Fire up graphlab create¶

(See Getting Started with SFrames for setup instructions)

import graphlab

# Limit number of worker processes. This preserves system memory, which prevents hosted notebooks from crashing.
graphlab.set_runtime_config('GRAPHLAB_DEFAULT_NUM_PYLAMBDA_WORKERS', 4)

[INFO] graphlab.cython.cy_server: GraphLab Create v2.1 started. Logging: C:\Users\lenovo\AppData\Local\Temp\graphlab_server_1481797256.log.0

This non-commercial license of GraphLab Create for academic use is assigned to 870891415@qq.com and will expire on December 06, 2017.

Load some house sales data¶

Dataset is from house sales in King County, the region where the city of Seattle, WA is located.

SFrame 是一种数据结构，在 Graphlab Create 中被用来表示单元数居

sales = graphlab.SFrame('home_data.gl/') # 这是一个公共数据集，记录了在西雅图区域被售出的房子的情况

sales

Exploring the data for housing sales¶

The house price is correlated with the number of square feet of living space.

view="Scatter Plot"：表示要绘制散点图

graphlab.canvas.set_target('ipynb')：canvas 绘制在 Notebook 内部

graphlab.canvas.set_target('ipynb')
sales.show(view="Scatter Plot", x="sqft_living", y="price") # x 轴表示居住面积，y 轴表示房价

Create a simple regression model of sqft_living to price¶

Split data into training and testing.
We use seed=0 so that everyone running this notebook gets the same results.
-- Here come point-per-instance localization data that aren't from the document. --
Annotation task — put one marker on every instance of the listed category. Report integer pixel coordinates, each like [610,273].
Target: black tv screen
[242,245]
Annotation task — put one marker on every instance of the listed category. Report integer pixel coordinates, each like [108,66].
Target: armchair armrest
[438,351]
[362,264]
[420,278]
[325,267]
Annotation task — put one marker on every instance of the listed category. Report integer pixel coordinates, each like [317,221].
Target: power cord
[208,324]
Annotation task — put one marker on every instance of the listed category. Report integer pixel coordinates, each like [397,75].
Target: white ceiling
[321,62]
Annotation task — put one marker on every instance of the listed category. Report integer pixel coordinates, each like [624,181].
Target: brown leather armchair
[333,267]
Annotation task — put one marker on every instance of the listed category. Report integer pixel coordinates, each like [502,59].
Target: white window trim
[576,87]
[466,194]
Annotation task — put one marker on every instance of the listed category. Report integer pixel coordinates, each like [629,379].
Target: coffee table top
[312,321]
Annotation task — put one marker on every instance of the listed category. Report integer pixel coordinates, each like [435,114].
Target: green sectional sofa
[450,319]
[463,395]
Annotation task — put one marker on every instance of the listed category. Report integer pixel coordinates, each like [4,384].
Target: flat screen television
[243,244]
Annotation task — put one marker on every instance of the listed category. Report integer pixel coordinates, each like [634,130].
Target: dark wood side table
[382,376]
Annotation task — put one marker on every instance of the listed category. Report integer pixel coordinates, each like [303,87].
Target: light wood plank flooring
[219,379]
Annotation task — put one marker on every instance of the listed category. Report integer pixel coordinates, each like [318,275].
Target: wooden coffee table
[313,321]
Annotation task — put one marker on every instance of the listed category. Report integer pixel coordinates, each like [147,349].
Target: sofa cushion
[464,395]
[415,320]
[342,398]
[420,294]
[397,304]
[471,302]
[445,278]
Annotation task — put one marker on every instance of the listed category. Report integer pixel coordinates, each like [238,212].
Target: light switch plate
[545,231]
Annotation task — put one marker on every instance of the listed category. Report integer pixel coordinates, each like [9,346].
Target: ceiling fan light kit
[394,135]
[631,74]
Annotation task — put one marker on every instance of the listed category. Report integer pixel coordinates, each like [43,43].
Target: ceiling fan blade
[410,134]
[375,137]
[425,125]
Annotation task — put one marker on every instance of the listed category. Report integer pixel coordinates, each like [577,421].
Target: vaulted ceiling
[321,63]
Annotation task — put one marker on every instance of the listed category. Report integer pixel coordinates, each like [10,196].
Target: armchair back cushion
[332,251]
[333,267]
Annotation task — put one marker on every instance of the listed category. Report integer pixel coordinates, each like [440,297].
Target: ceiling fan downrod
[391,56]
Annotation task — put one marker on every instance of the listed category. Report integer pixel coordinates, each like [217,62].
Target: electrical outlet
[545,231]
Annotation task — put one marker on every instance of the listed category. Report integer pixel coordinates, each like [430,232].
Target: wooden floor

In practice, you may set a random seed (or let GraphLab Create pick a random seed for you).

通过调用 random.split(训练集比例，seed=随机种子) 函数，将数据分为训练集和测试集

seed=0：可以保证每次得到相同的结果

train_data,test_data = sales.random_split(.8,seed=0) # 80% 作为训练集，20% 作为测试集

Build the regression model using only sqft_living as a feature¶

创建回归模型

函数 graphlab.linear_regression.create()：创建线性回归模型

Graghlab Create 默认会自动选择算法

sqft_model = graphlab.linear_regression.create(train_data, target='price', features=['sqft_living'],validation_set=None)

Linear regression:

--------------------------------------------------------

Number of examples          : 17384

Number of features          : 1

Number of unpacked features : 1

Number of coefficients    : 2

Starting Newton Method

--------------------------------------------------------

+-----------+----------+--------------+--------------------+---------------+

| Iteration | Passes   | Elapsed Time | Training-max_error | Training-rmse |

Evaluate the simple model¶

mean()：求平均值

模型.evaluate(数据集)：评估建立的模型（max_error：最大误差；rmse：均方根误差）

print test_data['price'].mean()

543054.042563

print sqft_model.evaluate(test_data)

{'max_error': 4143550.8825285938, 'rmse': 255191.02870527358}

RMSE of about \$255,170!

Let's show what our predictions look like¶

Matplotlib is a Python plotting library that is also useful for plotting. You can install it with:

'pip install matplotlib'

%matplotlib inline：在 Notebook 上绘图

matplotlib.pyplot.plot(图形1的x轴, 图形1的y轴, 图形1的标记符号, 图形2的x轴, 图形2的y轴, 图形2的标记符号, ...)

模型.predict(数据集)：利用模型计算数据集的预测值

模型.get('coefficients'):输出模型的参数

import matplotlib.pyplot as plt
%matplotlib inline

# 画 2 个图：图形 1 绘制测试集的房屋面积和实际房价的关系；图形 2 试集的房屋面积和预测房价的关系
plt.plot(test_data['sqft_living'],test_data['price'],'.',
        test_data['sqft_living'],sqft_model.predict(test_data),'-')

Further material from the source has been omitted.